Tuesday, June 8, 2010

mondays and my girl is HOME !!!!!!!!!!!!!!!!!!!!!

I really can not stand to be away from her for very long and it even drives me nuts when she is at playcare LOL I just miss her and think about her and the thought of someone else taking care of her is really hard for me. I missed the whole baby bonding experience with her and a lot of people take that for granted and think I'm being selfish and overprotective of her. (maybe I am) The point though is that because she was adopted the bonding experience is different. Its hard to explain but what I fear when I see her close to someone else and giving then affection (even though that is TOTALLY normal and necessary for development) I cringe and wonder if she feels like that towards me......... like I am just another caregiver. I want her to have a bond and strength with me like no one else ( I AM her MOMMY !!!! ) any way,,,,, thats my mom beef for the day. So I've made a decision that I am going to cut way back on leaving her at playcare and grandma interaction. I think playcare almost everyday and babysitters on weekends is too much and it was starting to show in her acting out. She was getting angry at me and being funny. So from no on I am going to do most of my workouts from home and take her to playcare for shorter periods and less often. THIS should be interesting LOL
I had a good day yesterday though. I did my morning yoga and WOW burned more than in my cardio!!! It was 299 for yoga and 269 for my cardio. I had a great class though very intense and strong and just in the mode.
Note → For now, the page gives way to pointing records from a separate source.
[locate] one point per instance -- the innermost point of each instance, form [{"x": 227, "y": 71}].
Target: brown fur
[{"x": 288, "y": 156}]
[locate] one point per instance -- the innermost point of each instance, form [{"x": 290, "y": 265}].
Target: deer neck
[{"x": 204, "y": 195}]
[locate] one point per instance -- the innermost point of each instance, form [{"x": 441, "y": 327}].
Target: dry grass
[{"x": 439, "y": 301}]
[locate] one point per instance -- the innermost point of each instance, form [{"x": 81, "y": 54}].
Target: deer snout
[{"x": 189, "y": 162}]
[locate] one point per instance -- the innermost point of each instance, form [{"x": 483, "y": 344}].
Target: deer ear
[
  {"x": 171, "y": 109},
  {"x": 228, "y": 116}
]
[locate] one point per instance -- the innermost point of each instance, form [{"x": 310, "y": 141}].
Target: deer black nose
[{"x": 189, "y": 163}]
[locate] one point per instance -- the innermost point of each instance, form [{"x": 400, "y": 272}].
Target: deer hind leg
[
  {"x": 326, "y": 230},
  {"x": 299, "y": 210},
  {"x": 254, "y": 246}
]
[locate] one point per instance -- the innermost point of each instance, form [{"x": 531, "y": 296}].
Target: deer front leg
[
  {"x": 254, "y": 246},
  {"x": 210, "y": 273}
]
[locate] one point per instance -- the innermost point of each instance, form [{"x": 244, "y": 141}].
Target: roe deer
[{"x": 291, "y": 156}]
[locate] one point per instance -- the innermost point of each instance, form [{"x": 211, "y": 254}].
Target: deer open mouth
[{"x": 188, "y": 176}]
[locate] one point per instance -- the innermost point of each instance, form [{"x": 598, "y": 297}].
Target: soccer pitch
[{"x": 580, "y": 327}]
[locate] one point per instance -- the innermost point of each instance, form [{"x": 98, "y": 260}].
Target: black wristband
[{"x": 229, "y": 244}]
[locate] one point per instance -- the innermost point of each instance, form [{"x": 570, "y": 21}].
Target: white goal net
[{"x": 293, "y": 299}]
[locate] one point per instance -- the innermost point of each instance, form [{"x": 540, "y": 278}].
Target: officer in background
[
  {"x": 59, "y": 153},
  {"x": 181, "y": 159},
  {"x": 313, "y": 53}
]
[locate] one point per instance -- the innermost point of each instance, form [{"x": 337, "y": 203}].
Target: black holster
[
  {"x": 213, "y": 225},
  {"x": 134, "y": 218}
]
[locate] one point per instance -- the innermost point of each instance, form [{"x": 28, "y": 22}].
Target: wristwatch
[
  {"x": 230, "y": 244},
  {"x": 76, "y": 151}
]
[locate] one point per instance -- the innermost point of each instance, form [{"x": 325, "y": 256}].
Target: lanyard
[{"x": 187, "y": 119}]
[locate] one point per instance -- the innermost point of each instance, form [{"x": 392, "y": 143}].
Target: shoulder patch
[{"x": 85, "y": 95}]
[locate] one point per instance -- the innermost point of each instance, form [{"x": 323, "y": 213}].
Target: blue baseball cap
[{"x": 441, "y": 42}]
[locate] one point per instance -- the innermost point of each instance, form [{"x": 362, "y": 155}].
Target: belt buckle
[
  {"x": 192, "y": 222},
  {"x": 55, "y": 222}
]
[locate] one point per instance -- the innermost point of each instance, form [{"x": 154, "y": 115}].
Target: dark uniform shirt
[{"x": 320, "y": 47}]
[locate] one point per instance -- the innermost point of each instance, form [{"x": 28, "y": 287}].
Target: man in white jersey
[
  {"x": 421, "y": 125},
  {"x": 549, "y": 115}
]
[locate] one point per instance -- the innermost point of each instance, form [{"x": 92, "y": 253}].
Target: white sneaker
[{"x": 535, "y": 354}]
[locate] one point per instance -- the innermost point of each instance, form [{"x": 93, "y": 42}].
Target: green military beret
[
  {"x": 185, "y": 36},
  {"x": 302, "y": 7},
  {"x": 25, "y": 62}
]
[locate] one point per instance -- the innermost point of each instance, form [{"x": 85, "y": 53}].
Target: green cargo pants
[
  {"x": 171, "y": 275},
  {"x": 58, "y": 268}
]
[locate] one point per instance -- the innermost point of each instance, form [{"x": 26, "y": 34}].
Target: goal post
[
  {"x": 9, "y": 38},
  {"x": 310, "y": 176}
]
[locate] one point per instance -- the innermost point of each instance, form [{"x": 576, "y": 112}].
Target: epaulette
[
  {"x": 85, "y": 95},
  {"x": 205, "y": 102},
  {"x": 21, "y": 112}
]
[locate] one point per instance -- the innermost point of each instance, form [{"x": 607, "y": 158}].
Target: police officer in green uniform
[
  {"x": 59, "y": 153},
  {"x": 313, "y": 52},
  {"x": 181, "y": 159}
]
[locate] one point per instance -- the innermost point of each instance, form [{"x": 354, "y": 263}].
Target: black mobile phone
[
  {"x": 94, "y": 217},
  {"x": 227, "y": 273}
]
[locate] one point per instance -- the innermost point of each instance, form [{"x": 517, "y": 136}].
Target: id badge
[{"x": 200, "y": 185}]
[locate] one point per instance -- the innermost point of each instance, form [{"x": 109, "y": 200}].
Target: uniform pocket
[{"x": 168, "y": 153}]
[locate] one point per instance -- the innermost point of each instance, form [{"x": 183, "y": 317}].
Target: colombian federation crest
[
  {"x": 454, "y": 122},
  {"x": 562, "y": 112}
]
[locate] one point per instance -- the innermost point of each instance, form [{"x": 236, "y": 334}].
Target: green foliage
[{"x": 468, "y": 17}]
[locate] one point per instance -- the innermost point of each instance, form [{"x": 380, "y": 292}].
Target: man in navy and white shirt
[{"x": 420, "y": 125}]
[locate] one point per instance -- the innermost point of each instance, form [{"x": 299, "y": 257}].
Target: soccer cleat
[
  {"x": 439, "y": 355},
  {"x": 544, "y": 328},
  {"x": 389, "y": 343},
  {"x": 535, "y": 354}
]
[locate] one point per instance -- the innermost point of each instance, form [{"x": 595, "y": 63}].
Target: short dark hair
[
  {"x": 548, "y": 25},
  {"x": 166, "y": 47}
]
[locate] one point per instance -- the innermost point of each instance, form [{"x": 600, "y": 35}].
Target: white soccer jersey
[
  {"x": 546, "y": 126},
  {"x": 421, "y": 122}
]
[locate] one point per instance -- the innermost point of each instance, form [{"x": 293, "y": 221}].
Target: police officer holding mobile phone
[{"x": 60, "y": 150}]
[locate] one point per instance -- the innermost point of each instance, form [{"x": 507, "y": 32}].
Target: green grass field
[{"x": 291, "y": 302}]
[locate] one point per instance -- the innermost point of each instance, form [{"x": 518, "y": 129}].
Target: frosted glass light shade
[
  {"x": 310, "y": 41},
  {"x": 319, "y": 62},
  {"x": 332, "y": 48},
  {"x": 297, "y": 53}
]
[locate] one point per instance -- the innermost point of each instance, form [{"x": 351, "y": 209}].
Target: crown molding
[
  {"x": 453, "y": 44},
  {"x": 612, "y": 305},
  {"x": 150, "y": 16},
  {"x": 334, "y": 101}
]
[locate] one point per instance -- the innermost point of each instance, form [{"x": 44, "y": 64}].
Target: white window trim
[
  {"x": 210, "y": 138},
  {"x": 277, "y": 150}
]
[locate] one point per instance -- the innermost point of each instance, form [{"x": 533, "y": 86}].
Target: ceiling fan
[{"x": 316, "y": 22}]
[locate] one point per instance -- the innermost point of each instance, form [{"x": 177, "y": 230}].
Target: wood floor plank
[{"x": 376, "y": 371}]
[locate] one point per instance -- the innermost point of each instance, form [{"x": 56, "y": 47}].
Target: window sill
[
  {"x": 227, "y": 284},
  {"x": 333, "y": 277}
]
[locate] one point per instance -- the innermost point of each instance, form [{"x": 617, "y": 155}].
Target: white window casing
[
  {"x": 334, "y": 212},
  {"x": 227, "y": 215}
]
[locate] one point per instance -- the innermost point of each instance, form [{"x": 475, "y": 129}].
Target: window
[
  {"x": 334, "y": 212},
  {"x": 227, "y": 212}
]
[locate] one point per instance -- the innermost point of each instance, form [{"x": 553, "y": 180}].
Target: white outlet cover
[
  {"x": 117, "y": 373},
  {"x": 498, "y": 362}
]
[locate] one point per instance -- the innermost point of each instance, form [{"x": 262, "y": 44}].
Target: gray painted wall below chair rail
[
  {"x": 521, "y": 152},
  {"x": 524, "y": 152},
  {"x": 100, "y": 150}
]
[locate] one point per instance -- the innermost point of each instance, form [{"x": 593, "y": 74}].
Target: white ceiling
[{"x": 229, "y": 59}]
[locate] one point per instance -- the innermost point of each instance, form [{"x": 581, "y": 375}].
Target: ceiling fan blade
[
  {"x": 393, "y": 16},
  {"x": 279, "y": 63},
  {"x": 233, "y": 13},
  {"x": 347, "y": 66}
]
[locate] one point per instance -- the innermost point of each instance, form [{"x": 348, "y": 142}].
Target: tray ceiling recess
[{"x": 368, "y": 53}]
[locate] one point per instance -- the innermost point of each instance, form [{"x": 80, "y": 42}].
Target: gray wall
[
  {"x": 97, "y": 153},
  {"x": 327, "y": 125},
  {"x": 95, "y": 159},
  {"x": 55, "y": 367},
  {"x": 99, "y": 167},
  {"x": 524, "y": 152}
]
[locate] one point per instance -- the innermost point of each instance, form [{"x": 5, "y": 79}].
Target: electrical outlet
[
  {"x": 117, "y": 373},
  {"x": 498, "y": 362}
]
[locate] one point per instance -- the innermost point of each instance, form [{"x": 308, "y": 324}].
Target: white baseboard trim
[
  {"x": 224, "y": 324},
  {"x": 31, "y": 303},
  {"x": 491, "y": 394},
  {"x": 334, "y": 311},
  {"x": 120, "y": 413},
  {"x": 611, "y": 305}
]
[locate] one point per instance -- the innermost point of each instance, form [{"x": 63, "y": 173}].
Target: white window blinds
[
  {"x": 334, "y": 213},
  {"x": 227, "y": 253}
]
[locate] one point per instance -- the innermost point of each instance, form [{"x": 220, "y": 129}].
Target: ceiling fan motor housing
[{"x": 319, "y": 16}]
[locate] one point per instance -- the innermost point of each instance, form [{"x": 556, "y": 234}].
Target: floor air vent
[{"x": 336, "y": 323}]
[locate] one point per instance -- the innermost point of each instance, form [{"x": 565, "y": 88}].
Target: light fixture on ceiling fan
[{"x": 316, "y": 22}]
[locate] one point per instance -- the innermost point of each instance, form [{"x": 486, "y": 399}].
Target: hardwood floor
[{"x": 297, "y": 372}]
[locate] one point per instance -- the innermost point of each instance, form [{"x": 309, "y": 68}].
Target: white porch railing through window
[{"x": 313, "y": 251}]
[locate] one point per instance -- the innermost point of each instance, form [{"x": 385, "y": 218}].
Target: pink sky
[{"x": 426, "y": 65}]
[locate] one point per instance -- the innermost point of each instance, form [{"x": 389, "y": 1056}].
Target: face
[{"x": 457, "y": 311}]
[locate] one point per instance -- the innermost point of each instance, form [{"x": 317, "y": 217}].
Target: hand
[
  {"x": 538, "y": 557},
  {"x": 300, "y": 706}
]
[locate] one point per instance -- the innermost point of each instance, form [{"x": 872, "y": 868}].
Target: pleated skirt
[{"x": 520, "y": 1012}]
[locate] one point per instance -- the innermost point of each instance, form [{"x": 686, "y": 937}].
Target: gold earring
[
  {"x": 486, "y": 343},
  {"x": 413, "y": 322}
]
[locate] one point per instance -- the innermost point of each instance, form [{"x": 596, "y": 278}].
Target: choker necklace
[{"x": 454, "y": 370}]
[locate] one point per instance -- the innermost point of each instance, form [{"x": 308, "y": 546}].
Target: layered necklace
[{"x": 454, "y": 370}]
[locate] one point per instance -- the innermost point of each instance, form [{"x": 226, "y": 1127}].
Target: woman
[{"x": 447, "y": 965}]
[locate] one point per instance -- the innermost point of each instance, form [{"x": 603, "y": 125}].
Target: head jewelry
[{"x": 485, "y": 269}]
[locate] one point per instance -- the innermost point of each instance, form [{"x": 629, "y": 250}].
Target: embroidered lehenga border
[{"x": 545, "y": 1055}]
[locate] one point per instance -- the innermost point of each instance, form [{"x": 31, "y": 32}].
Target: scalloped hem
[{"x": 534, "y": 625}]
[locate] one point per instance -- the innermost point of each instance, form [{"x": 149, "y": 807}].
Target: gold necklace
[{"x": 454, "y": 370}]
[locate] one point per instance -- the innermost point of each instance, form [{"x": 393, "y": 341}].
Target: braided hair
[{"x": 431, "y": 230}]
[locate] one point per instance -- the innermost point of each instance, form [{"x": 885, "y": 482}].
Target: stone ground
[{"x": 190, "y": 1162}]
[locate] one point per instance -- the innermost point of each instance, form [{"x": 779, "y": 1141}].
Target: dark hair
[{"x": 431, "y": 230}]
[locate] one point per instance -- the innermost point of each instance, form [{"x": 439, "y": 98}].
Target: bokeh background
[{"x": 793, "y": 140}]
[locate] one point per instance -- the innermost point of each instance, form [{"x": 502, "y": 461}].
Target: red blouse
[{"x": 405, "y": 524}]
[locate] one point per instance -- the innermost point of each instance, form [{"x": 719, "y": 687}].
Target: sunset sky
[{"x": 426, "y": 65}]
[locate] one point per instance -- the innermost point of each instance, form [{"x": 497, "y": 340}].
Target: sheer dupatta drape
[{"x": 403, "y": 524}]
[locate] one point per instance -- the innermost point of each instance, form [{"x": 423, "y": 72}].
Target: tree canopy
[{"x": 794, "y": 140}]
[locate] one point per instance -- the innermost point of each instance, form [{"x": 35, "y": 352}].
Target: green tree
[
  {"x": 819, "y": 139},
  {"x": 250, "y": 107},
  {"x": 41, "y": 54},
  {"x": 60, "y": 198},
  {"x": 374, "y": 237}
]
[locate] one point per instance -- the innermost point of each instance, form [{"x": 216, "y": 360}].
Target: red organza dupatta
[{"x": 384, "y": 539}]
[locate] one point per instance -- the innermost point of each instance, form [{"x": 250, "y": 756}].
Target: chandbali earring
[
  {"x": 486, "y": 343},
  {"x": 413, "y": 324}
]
We had breakfast and then went downstairs and played and I did my elliptical. 60 mins at a mod pace and my heart rate was in high 130's to 140's. We got cleaned up then did our chores and cleaned house. FELT GOOD to stay home and I had so much fun with my babe.....then it was lunch and nap.
In the afternoon I had my iron injection and a mole removed (cancer) to be sent in for biopsy. I am OK about the whole thing .... so for but I am very nervous to see what the report will come back as.
After that we just ran a few errands and came home for dinner.